Dans la province de Dong Nai, pôle d'agriculture de pointe, l'apiculteur, Le Loc Quan exporte avec succès ses produits apicoles vers des marchés exigeants comme la République de Corée et l'Europe. Pourtant, il affirme que transformer une exploitation familiale en une véritable entreprise d'exportation reste difficile sans un soutien politique ciblé.
Les exportateurs ont un besoin urgent d'un meilleur accès au crédit et à des équipements modernes pour optimiser leur production et se conformer aux normes internationales, explique-t-il, appelant à des incitations plus concrètes et adaptées aux agriculteurs.
Des préoccupations similaires sont partagées par les grandes entreprises agroalimentaires. Pham Quoc Liem, directeur général d'Unifarm, une entreprise agricole basée à Hô Chi Minh-Ville, estime que le Vietnam pourrait devenir un leader mondial des exportations de durians et de bananes s'il investissait davantage dans la science et la technologie, notamment dans la sélection végétale.
Selon Liem, Unifarm a développé une variété de bananes résistante à la maladie de Panama, une infection fongique responsable de pertes se chiffrant en milliards de dollars à l'échelle mondiale. Cette variété présente un taux de résistance pouvant atteindre 98 %, mais Liem souligne que sa commercialisation est retardée par des procédures d'homologation longues et complexes.

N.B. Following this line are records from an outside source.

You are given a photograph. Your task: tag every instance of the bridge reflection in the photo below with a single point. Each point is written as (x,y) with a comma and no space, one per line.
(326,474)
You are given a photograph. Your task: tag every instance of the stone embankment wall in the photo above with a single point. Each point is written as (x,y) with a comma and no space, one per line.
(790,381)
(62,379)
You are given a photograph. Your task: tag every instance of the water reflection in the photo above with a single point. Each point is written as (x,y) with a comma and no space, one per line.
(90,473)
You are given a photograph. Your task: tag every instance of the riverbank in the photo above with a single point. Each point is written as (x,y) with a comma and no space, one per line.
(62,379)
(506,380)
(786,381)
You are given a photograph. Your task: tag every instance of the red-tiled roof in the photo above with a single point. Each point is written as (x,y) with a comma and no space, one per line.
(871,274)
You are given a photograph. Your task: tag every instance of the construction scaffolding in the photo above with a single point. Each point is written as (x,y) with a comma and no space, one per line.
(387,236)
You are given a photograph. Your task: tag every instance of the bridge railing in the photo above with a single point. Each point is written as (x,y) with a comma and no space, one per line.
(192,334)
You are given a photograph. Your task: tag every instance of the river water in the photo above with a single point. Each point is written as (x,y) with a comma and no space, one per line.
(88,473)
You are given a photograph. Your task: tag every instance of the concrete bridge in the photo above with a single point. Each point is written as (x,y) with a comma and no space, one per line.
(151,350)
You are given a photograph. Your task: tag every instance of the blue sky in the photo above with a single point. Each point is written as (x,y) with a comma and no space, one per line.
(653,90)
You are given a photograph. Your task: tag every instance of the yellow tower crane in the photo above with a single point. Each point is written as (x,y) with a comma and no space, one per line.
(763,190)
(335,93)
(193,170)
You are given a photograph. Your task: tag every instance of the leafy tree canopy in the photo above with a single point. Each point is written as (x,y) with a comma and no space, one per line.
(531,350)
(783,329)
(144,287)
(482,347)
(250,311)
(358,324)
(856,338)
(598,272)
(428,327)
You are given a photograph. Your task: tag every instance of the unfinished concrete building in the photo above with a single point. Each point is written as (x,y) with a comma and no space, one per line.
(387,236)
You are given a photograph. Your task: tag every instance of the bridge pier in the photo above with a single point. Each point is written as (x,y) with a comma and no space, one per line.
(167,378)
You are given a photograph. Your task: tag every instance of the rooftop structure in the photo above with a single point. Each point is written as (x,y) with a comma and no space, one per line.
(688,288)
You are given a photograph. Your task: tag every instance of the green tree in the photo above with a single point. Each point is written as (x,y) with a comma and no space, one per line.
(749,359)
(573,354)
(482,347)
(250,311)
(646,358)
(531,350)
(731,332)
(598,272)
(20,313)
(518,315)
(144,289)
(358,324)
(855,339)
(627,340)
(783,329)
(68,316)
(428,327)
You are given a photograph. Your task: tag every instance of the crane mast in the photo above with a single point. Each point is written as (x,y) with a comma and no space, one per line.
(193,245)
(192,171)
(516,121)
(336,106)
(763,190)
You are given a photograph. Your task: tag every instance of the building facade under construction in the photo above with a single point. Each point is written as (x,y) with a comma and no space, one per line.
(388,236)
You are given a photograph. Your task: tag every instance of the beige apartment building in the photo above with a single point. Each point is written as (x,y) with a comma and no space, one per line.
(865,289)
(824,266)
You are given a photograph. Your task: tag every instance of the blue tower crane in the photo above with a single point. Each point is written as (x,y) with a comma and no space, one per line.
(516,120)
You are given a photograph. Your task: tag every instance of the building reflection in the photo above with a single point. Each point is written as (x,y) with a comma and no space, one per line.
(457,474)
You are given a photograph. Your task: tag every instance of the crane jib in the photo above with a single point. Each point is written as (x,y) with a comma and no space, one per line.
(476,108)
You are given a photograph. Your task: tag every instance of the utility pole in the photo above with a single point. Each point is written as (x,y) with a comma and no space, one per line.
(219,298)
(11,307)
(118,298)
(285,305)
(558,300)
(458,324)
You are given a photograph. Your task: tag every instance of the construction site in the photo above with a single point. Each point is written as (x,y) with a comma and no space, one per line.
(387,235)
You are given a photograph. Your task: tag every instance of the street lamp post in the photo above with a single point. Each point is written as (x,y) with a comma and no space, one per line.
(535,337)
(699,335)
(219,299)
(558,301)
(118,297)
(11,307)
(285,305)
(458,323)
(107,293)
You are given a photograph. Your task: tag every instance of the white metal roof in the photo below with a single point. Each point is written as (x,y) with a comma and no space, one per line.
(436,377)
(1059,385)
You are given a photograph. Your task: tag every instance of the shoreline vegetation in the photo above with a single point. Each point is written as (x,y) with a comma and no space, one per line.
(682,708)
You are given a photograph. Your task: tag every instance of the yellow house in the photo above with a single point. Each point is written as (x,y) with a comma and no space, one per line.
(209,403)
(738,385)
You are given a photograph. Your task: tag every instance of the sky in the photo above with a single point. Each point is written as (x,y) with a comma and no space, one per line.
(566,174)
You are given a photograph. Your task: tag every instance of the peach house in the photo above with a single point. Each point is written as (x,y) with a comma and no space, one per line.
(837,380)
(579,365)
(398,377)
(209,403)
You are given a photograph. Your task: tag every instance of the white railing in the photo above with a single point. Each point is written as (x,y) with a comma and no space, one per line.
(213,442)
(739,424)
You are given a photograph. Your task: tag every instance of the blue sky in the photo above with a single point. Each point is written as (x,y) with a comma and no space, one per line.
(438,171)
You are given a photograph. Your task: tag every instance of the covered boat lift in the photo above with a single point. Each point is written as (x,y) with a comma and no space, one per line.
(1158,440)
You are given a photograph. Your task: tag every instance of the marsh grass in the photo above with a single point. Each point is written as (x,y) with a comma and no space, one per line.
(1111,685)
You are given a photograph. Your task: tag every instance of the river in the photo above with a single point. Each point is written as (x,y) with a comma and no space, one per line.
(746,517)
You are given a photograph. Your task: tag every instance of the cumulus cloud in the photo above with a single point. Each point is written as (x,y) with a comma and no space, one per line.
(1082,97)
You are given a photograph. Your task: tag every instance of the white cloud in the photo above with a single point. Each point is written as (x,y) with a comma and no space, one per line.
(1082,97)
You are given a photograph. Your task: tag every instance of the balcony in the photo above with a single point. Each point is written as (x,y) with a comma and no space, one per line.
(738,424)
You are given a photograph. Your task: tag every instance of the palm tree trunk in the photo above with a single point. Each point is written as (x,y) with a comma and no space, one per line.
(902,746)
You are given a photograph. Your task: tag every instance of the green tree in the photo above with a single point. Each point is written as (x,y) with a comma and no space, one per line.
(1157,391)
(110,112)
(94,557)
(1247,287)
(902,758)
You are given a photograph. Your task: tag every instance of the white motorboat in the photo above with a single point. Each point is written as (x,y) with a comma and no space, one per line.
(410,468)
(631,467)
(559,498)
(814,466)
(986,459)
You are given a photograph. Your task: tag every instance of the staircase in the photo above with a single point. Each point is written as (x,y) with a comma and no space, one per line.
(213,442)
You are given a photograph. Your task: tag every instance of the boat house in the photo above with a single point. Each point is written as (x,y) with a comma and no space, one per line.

Selon la réglementation actuelle, l'enregistrement et la certification d'une nouvelle variété de culture peuvent prendre jusqu'à deux ans, et certaines exigences en matière de tests sont difficiles à satisfaire en raison du nombre limité d'installations accréditées. De ce fait, les entreprises risquent de perdre leur avantage concurrentiel, même avec des innovations éprouvées, confie-t-il.
Outre les procédures, l'accès au capital et aux infrastructures numériques demeure un obstacle majeur pour les modèles économiques collectifs tels que les coopératives.
Dans les régions voisines, les agriculteurs font également état de difficultés d'accès aux prêts bancaires. Nguyen Hong Quyet, directeur d'une coopérative agricole de haute technologie à Phu Giao, souligne que les banques n'acceptent généralement que les terres agricoles comme garantie, excluant les actifs coûteux tels que les serres et les systèmes d'irrigation intelligents, ce qui contraint les agriculteurs à recourir à des prêts commerciaux à taux d'intérêt plus élevés.
La faiblesse des infrastructures de télécommunications dans les zones rurales constitue un autre obstacle, limitant l'adoption des outils numériques pour la gestion de la production, la traçabilité et l'accès aux marchés, explique-t-il.
Du point de vue des agriculteurs et des entreprises, l'espoir est grand que le prochain Congrès du Parti communiste du Vietnam instaure des politiques plus souples, réduise les formalités administratives et lève les obstacles internes. Face à l'ouverture croissante des marchés mondiaux aux produits agricoles vietnamiens, ils estiment que la réforme institutionnelle nationale sera essentielle pour permettre au secteur de saisir les opportunités et d'atteindre une croissance durable.